Story by Stanley James, Business Editor
ZIMBABWE is targeting milk self-sufficiency after production increased by over 14 percent to more than 90 million litres last year.
The country is moving towards achieving the annual national milk requirements of at least 130 million litres per year due to interventions being put in place to restore business confidence.
Data released by the Zimbabwe Association of Dairy Farmers shows that milk production increased from 79,6 million litres in 2021 to more than 91 million litres in 2022.
“The increase in milk production is mainly due to improved health management systems, availing of a dairy revitalisation fund, improved productivity per cow herd, Presidential and command silage schemes among other factors,” said Mrs Paidamoyo Chadoka, Zimbabwe Association of Dairy Farmer’s chief executive officer.
With milk powder imports dropping by 17 percent from 8,9 million kilogrammes in 2021 to 7,4 million kilogrammes in 2022, there is the hope of saving foreign currency and consolidating the current gains.

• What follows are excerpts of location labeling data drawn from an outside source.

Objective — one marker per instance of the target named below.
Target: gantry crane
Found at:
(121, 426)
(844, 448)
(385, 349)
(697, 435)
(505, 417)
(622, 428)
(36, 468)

“Easing or reducing milk powder imports will have a net effect in terms of ensuring that the current gains are sustained, however, benefits of reduced import bill include saving hard cash, creating more jobs and generating revenue to the treasury from taxes,” said Dr Nyasha Kaseke, University of Zimbabwe’s Business School chairman.
The dairy industry has revealed that viability in future will depend on affordable production costs, favourable pricing systems, increased access to finance and stable energy supplies.